For some, Obama's four-hour trip to New Orleans exemplified his approach to the issues confronting urban America. Critics say that though he created the White House Office of Urban Affairs, he has yet to articulate an urban agenda that has taken hold in the public consciousness.
Last year in a White House meeting with the Congressional Black Caucus, Barack Obama privately told the group “we have to do something about obesity among our people.”
Speaking more broadly, he told American Urban Radio Networks recently that: "The only thing I cannot do is, by law I can't pass laws that say I'm just helping black folks. I'm the president of the entire United States.”Aides insist Michelle Obama’s approach complements the president’s approach, and there is little daylight between the East and West Wings in discussions of race or an urban agenda.
“We haven’t necessarily been of the view that there are issues that we can talk about that he can’t. I just think that we often say that part of the role that the first lady plays is to try to demonstrate how different policy choices have an impact,” said Jocelyn Frye, the first lady’s top policy adviser. “What we are doing is driven by the importance of the issue, as opposed to race or an urban agenda.”
But in Michelle Obama, many observers see an unexpected ally — an urban first lady.
"So far, she seems to be very adept at highlighting problems particularly entrenched in cities and particularly identified with cities without raising alarms about an administration fearful of urban decline or overly deferential to a certain population," said Harry Moroz of the Drum Major Institute, a nonpartisan think tank focused on big-city issues. "The first lady can’t make up for what the White House Office of Urban Affairs is not doing. The more the first lady talks about model local policies, the more cities will be seen as problem solvers, instead of problems."

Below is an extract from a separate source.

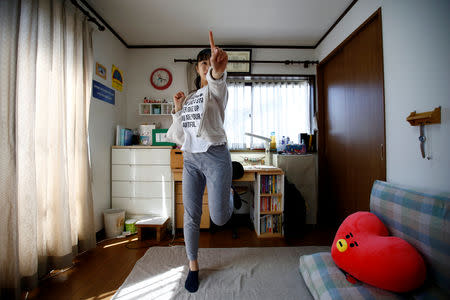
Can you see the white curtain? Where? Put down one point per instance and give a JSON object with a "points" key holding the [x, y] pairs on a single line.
{"points": [[283, 108], [238, 115], [46, 209], [265, 107]]}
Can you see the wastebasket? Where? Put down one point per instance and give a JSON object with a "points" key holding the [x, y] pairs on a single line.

The four major goals of the first lady's initiative are increasing the number of "healthy schools," providing more opportunities for kids to be active, ensuring that affordable and healthy foods are available and making sure that parents have nutrition facts.
In her discussions so far, she has raised issues that have concerned urban activists for decades — unsafe neighborhoods that discourage outside activities and limited access to good grocery stores, or “food deserts.” a term popularized by a Chicago-based researcher.
Yet childhood obesity is not an overtly racialized issue, unlike the anti-gang initiative that Laura Bush launched, for instance. Everyone can identify.
“A black person might see it as a racial justice issue, and somebody interested in class could see it from a poverty perspective, but the suburban white housewife with chubby kids can identify with it as well,” said Andra Gillespie, who specializes in politics and race at Emory University. “It’s about her being an everywoman, though she has a different sensibility and thinks about cities and issues through an urban perspective.”
"She knows she has a separate bully pulpit, and she doesn't use hers to step on his," Norton said.